The above benefits make deep (active) learners significant. Surface (Passive) learning Strategy is about achieving course requirements with the minimum of effort, the term” cutting corners” and “sweeping under the carpet” convey the idea, the job appears to have been done properly descriptions of surface learning highlighted reproduction of content (root learning) rather than seeking meaning.
Surface learning strategies is a learning strategy that has to do with treating the course as in related bits of knowledge, routinely memorizing facts and carrying out procedures, focusing narrowing on the minimum syllabus requirements, seeing little value or meaning in either course or set tasks, studying without reflecting on either purpose or strategy and feeling undue presume and anxiety about work (Entwistle and Peterson 2004).
Surface approaches to learning are considered, in the main, to be ineffectual and commonly associated with poor academic performance. However, some surface approaches to having a place in certain areas of study such as languages (Biggs and Tong 2007).
A strategic approach to studying is referred to as an achieving approach (Biggs and Tong, 2007), and is about “putting effort into organized studying”
Entwigtle and Peterson, 2004, opine that with an intention of fulfilling assessment requirements while enhancing self esteem through competition (Burton 2009).
It is characterized by organized study, time management, pupils monitoring their own effectiveness and motivation for achievement (Mclune and Entwistle, 2000). In the school system, the level of achievement of the pupils is to a great extent influenced by individual learning strategies. Also, pupils who engage on deep (active) learning strategy may end up performing well in schools.

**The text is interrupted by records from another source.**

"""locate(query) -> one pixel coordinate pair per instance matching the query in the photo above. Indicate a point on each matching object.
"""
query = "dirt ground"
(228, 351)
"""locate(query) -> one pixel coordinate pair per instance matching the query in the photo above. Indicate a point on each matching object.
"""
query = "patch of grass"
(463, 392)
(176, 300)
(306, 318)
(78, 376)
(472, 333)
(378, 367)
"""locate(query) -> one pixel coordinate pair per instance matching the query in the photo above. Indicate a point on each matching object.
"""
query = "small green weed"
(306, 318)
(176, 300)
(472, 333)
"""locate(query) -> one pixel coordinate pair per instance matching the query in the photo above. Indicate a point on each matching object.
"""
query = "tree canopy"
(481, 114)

1.2 Statement of the Problem
Pupils have different learning strategies but they are being treated equally. This has made them find their study less interesting. Consequently learners with special learning abilities perform poorly in their course of study. Reasons for poor academic performance of pupils have tended to concentrate on what teachers do or do not in the classroom as well as institutional factors while pupils learning strategies receive little attention.
The problem of this study is therefore, to investigate the learning strategies used by Primary pupils in their study of English and whether such learning strategies are in any way related to their academic performance.